- Haberler
- Güncel
- Kandilli Rasathanesi: 'Görüşümüz depremin Marmara depremini tetiklemeyeceği yönünde'
Kandilli Rasathanesi: 'Görüşümüz depremin Marmara depremini tetiklemeyeceği yönünde'
Kandilli Rasathanesi ve Deprem Araştırma Enstitüsü Müdürü Prof. Dr. Haluk Özener, 'Bu depremin Marmara depremini etkileyip etkilemeyeceği merak konusu. Bizim genel görüşümüz Marmara depremini tetiklemeyeceği yönünde." dedi.
Düzce'de meydana gelen 6.0 depremle ilgili olarak düzenlenen basın toplantısında Kandilli Rasathanesi ve Deprem Araştırma Enstitüsü Müdürü Prof. Dr. Haluk Özener, "17 Ağustos ve 12 Kasım Düzce depremleriyle dün meydana gelen depremin yeri aynı noktada. Aslında bu deprem Kuzey Anadolu Fayı'nın Düzce ve Dokurcuk fayı olmak üzere Bolu civarında iki kola ayrılıyor.
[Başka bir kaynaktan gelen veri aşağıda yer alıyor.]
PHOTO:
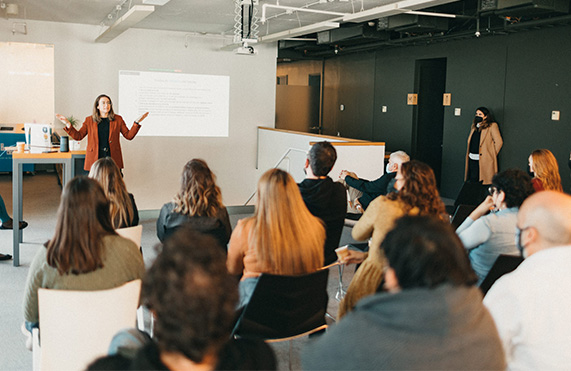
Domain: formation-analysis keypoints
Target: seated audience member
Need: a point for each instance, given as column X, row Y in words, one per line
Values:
column 530, row 305
column 198, row 203
column 323, row 197
column 85, row 253
column 123, row 208
column 193, row 299
column 545, row 171
column 7, row 223
column 431, row 318
column 417, row 194
column 282, row 237
column 488, row 236
column 363, row 191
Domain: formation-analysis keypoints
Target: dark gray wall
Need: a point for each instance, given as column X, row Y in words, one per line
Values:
column 521, row 77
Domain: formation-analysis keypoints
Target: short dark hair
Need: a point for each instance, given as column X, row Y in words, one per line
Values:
column 192, row 294
column 322, row 157
column 516, row 185
column 424, row 251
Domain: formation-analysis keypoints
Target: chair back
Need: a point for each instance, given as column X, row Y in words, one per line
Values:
column 284, row 306
column 462, row 212
column 504, row 264
column 76, row 327
column 134, row 234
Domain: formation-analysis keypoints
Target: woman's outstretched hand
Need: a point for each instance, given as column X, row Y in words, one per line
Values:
column 63, row 119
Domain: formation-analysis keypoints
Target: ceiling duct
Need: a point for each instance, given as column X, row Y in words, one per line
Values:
column 413, row 23
column 363, row 31
column 520, row 8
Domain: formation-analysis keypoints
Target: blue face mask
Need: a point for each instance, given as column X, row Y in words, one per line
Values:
column 518, row 244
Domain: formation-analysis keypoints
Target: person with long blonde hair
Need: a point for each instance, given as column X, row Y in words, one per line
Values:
column 282, row 237
column 416, row 194
column 545, row 169
column 123, row 209
column 198, row 203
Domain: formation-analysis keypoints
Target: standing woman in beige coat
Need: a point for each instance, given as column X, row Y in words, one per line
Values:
column 484, row 144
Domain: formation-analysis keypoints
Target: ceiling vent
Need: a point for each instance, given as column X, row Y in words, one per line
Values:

Hemen Düzce fayının batısında Karadere fayı bulunmakta. Deprem aslında Düzce Vadisi'nde diyebiliriz. Orada birçok irili ufaklı fay bulunmakta. O fayların üzerinde 7-8 kilometrelik parçayı kırdı diyebiliriz. Bizim için sürpriz olan bir deprem değil. Burada birçok irili ufaklı deprem üretebilecek aktif fay hattı var. Bu depremde bunların birinin üzerinde oldu." dedi.
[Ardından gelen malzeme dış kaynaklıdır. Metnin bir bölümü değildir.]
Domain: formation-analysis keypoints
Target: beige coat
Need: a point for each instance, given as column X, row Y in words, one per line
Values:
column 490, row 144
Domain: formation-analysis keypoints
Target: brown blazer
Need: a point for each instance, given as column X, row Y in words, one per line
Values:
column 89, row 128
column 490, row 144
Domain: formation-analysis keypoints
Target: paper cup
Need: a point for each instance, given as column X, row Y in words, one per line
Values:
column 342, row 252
"TÜRKİYE'DEKİ HER FAY HATTI AKTİF HALDE"
Prof. Dr. Özener, "Depremin artçılarına bakarsak bugün sabah 09.00 itibarıyla büyüklüğü 1.2'nin üzerinde olan 162 tane artçı depremimiz var. Bunların en büyüğü 4.4 büyüklüğünde. Büyüklük grafiğine baktığımızda 4.4'lük bir tane 3.9'luk artçımız var. 3'ün üzerinde 3 tane artçı deprem meydana geldi. Onun dışındaki deprem büyüklükleri genelde 1 - 2 yoğunluğu olarak sıralanmakta. Bu depremin artçıları yaklaşık bir hafta içerisinde azalarak sönümleneceği düşüncesindeyiz. Depremin lokasyonuna baktığımız zaman Kuzey Anadolu Fay hattında olduğunu görüyorsunuz. Bu depremin Marmara depremini etkileyip etkilemeyeceği merak konusu. Bizim genel görüşümüz Marmara depremini tetiklemeyeceği yönünde. Aslında ülkemiz dinamik bir ülke ve Türkiye'deki her fay hattı aktif halde." diye konuştu.
"BU DEPREM, 199 DEPREMİNİN GEÇ GELEN BİR ARTÇISI"
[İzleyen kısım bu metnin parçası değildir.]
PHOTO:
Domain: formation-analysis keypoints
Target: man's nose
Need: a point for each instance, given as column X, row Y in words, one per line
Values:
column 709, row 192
Kandilli Rasathanesi ve Deprem Araştırma Enstitüsü Müdür Yardımcısı Ali Pınar ise, "Depremin merkez üssü denildiği zaman aslında bizim belirlediğimiz yer fayın kırılma noktasıdır. Halbuki deprem bir noktada meydana gelmedi. 6 büyüklükte depreme baktığımızda bu yaklaşık 60 kilometrekarelik bir düzlemden ortaya çıkmaktadır. İlk açıklamalarla dikkat ederseniz depremin merkez üssünün Karadere segmentinin devamında olan bir fay olduğunu görürsünüz. Yer bilimciler olarak bu depremin Karadere segmentinin devamında meydana geldiğinde ortak fikirde birleştik. Yeni bilgiler geldikçe bunun yavaş yavaş değişebileceğini söyleyebiliriz. Bu depremden sonra artçı deprem etkinliği başladı. Bu artçı depremlerin Karadere segmentinde meydana gelmediğini, daha çok düzce havzasının içine yayıldığını görüyoruz. Bu deprem aslında 12 Kasım 1999 depreminin geç gelen bir artçı depremi olduğunu söyleyebiliriz. Çünkü mekanizması tıpa tıp aynı. Dolayısıyla aynı fay düzleminde 1999 depreminde kırılmayan bir parça kaldı. O parça olan 7-8 kilometrelik bir fay düzlemini kırıldığını söyleyebiliriz." ifadesini kullandı.